– Липпицианы? – спросил я Гаврюшу.
– Кто их знает… Но кони знатные. Шеи – лебединые, в теле… Но коли это они…
Он не стал продолжать. Дело это приобретало очень некрасивый вид. Возможно, мой племянник был каким-то ловкачом сбит с пути истинного и способствовал похищению цирковых лошадей, да и сам вместе с ними убрался от греха подальше. Или же сам де Бах по каким-то загадочным причинам отправил его с лошадьми, сделав затем вид, будто они украдены. Это объясняло, почему Ваня мог бы оказаться грумом в имении Крюднера, но совершенно не объясняло воровства корзинки с припасами. Я бы еще смирился с тем, что в ребенке, воспитанном моей растяпой-сестрицей, проснулась страсть к баловству, но уж больно далеко он для своего баловства заехал…
– Гаврила Анкудинович, ты не знаешь – что могут делать с лошадьми на ночь глядя?
– А что?
– Ну, коров вон доят… Может ли кто-то прийти сейчас к табуну – конюх, скажем, или другой какой служитель?
– Для того неплохо бы узнать, где тут у них конюшня.
Мы пошли вдоль опушки. Я вывинтил из рукоятки своей трости подзорную трубу и время от времени изучал окрестности. Меж тем вечерело. Небо долго оставалось светлым, но на лесной опушке постепенно воцарялась ночь.
Вдали, на холме, я увидел костер, другой костер – на дальнем краю ложбины. Там мельтешили тени, оттуда доносились песни – поселяне справляли свой праздник. Гаврюша объяснил, что помещики позволяют им это и что сам он даже бывал на Газенхольме, где местные жители справляли Иванов день, установив на столбе у самой воды бочонок со смолой, которую в темноте подожгли. Папоротник там, правда, не рос, ну да для блудного дела и заросли бурьяна сгодятся.
Потом речь опять зашла о липпицианах. Я дал ему трость, чтобы он поглядел на табун и внимательно рассмотрел этих выдающихся лошадей. Сам же пересказал то немногое, что слышал про них.

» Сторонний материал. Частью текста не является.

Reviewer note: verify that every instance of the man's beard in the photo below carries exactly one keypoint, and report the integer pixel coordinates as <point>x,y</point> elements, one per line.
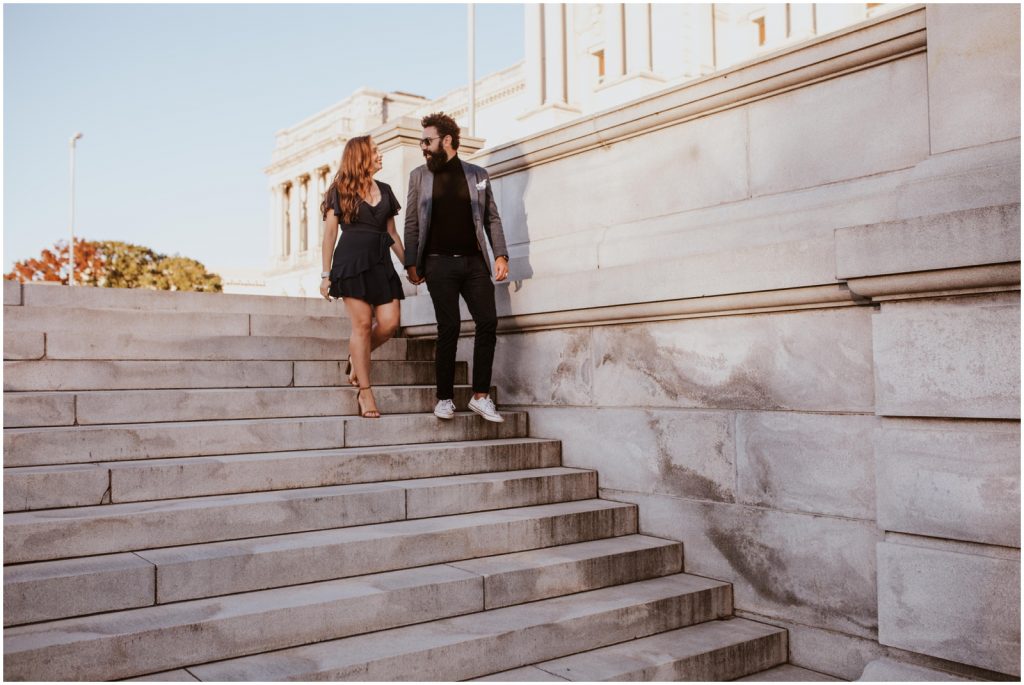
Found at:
<point>435,160</point>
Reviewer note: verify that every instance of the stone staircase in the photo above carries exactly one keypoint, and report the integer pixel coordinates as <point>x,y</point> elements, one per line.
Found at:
<point>189,495</point>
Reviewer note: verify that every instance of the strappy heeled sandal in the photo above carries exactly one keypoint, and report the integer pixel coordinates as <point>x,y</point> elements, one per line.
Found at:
<point>366,414</point>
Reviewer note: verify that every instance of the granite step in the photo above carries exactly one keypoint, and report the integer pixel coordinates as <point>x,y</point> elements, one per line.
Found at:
<point>50,590</point>
<point>79,444</point>
<point>177,346</point>
<point>155,324</point>
<point>40,410</point>
<point>787,673</point>
<point>137,641</point>
<point>39,295</point>
<point>33,487</point>
<point>715,651</point>
<point>477,644</point>
<point>53,375</point>
<point>56,533</point>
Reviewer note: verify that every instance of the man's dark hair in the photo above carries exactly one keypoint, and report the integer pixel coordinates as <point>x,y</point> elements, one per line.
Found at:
<point>444,125</point>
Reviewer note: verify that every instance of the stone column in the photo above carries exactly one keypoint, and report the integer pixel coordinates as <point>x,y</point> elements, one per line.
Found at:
<point>801,22</point>
<point>274,223</point>
<point>286,220</point>
<point>555,78</point>
<point>614,41</point>
<point>304,214</point>
<point>534,29</point>
<point>322,181</point>
<point>638,47</point>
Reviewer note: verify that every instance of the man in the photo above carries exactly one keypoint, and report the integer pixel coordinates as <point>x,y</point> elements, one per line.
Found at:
<point>450,216</point>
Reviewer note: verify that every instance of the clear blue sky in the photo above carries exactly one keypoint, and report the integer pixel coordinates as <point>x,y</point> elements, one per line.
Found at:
<point>179,104</point>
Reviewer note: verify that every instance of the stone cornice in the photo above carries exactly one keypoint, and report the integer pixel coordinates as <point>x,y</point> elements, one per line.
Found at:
<point>939,283</point>
<point>814,297</point>
<point>890,37</point>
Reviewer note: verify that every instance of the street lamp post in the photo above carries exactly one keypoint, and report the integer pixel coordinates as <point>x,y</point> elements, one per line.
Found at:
<point>472,68</point>
<point>71,246</point>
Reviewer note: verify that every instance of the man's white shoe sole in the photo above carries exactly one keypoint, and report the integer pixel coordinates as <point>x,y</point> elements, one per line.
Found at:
<point>488,418</point>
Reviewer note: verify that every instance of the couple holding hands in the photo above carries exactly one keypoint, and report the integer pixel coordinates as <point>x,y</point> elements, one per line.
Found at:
<point>452,215</point>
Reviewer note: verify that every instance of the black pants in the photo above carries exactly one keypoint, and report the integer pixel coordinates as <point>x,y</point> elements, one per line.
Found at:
<point>448,277</point>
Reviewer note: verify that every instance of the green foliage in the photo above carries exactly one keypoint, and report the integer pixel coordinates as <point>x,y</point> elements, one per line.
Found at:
<point>117,264</point>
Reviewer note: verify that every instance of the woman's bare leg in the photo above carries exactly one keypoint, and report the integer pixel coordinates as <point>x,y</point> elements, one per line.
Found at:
<point>388,316</point>
<point>360,314</point>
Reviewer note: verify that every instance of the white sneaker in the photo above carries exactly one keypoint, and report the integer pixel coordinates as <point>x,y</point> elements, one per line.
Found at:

– Алексей Дмитрич! – воскликнул Гаврюша. – А там ведь кто-то ходит, в табуне-то… Вон, гляньте-ка!
Я поднес рукоятку к правому глазу, старательно зажмурив левый. И точно – кто-то пробирался среди лошадей. Белые кони паслись вдали от прочих, и этот человек быстро перебежал к ним, пригибаясь, словно пытаясь спрятаться. Кони явно признали его и пошли за ним, когда он повел их к рощице, держа за недоуздки.
– Неужто ваш Ваня? – спросил Гаврюша.
– Сдается, он…
Я мог судить разве что по росту и повадке, лица разглядеть я уже не мог. Да и не видел я этого человека толком – его заслонял белый конь.
– Алексей Дмитрич, а он ведь их не к дороге ведет. Дорога – она вон там пролегает, – Гаврюша показал рукой. – Он их вообще незнамо куда ведет… А не пойти ли нам навпереймы?
Мысль была здравая. Тут же я прикинул направление движения белых коней и рассчитал угол, под которым нам надо двигаться, чтобы в некой точке с ними встретиться.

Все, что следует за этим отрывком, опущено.